There are a number of big value parts that can go wrong on a 928, so the best advice if you're paying this sort of money is to have the car professionally inspected and invest in an HPI check. This may seem like additional upfront expense, especially if you plan to see a few cars, but invariably works out as a wise use of your cash. A full Porsche main dealer/specialist service history is a minimum basic requirement.

Replacement Parts

(Estimated prices, based on a 1995 928GTS) Take your wallet out, put it on your coffee table, take a short run up and give it a firm thrashing with a blunt implement. With 928 ownership it had better get accustomed to large and regular leatherings. In all seriousness, spares prices for the big Porsche are a good deal more reasonable than many of its similarly priced competitors. It's just that taken in isolation they do look a bit fearsome. A clutch kit is £500, while front brake pads are around £60 with rears weighing in at about £50. A new alternator is around £450, while a new headlamp is in the region of £170. A new exhaust muffler and silencers is around £1200, whilst a starter motor is a fairly reasonable £290.

On the Road

The 928 has a reputation as a muscular, if slightly lazy, cruiser capable of swatting entire continents like irksome flies. The GTS is a slightly different proposition, preferring a Gatling gun to a fly swat. As soon as you turn the key and fire up the engine, you realise that this experience is going to be rawer and more urgent than you at first expected. The engine throbs like a classic American V8, not like the more modern flat-plane crank equipped units which feel like two four cylinder units stuck together. Blip the throttle and you feel the torque reaction rock the car slightly on its springs, a more insistent induction noise taking over.
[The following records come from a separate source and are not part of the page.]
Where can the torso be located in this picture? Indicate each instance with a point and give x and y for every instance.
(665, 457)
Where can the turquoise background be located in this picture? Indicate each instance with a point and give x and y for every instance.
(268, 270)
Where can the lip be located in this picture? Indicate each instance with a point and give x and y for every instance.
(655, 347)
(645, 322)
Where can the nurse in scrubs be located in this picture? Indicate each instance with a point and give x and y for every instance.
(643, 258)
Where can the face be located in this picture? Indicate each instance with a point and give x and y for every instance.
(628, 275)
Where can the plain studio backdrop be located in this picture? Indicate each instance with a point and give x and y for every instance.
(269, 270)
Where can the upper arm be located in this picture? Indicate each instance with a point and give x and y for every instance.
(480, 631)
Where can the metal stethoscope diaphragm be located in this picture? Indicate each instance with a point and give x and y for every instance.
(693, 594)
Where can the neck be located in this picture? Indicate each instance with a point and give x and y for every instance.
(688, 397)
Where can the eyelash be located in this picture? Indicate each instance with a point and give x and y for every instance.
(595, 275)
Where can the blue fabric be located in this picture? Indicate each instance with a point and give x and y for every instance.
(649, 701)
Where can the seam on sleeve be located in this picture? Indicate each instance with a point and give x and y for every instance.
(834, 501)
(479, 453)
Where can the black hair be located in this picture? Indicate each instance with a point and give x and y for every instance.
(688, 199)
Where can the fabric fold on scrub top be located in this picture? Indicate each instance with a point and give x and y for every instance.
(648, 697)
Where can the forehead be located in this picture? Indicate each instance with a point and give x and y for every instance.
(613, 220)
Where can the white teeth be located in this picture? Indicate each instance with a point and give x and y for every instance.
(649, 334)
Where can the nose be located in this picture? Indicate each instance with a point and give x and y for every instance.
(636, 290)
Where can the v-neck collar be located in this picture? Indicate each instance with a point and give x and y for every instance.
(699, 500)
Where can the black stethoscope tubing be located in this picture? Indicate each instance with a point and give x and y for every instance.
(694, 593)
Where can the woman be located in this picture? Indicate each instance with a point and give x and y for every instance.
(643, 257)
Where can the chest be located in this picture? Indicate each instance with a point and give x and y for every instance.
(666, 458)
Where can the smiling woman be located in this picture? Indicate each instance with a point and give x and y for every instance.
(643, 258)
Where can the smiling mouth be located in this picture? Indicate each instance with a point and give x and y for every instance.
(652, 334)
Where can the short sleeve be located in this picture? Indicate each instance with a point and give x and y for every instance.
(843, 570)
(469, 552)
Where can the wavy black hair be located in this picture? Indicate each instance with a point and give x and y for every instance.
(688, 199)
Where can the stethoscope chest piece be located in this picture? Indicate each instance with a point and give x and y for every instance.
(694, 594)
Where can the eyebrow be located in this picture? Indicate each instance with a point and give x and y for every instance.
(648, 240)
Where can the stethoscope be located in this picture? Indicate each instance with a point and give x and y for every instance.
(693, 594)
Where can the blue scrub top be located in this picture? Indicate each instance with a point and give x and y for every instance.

Drop the car into first gear and you'll notice a gearchange that feels quite languid before unexpectedly clunking into gear. The lever hums gently, the linkage transmitting good vibrations from the five-speed transaxle mounted between the back wheels and the steering feels slick, oily but at the same time rich in feedback. The ride is another surprise, being a good deal suppler than the liquorice strip tyres would lead you to believe.

That 340bhp should catapult the 928 GTS down the road with a purpose shouldn't come as a revelation. In any gear at any time the car never feels anything less than pumped up and looking for trouble, the only shock being that your 15mpg is consumed in unleaded petrol rather than nandrolone. The anti-lock braking system conforms to the normal Porsche superlatives, as does the handling. Again, the 928 has the capacity to catch you relying on reputations past. The GTS is a much more capable weapon than you'd at first believe, its bulbous dimensions shrinking round the driver and marking its capability as a serious driving tool. This is one 928 that's not a respite for ex-911 pilots on the slippery slope to pipe and slippersville.


The 928 GTS is a magnificent used car if you make yourself explicitly aware of the costs of ownership beforehand. Whilst £25,000 may seem like reasonable money to pay for a new Saab, a used Porsche 928 GTS is a car which once retailed at over £70,000 with concomitant running costs. Just because it's a few years down the road doesn't make tyres or exhausts any cheaper - quite the opposite in fact. What you are buying into is a marque that offers an uncanny understanding of what makes a proper drivers car. In 1992 Porsche was emerging from a period when it could sell anything with the Weissach crest on it into a decade where it had to justify every last pfennig put into the cars. As such, you can tell the 928 GTS comes from an era when Porsche was really trying. Find a decent one and you'll wonder why they ever gave up on it.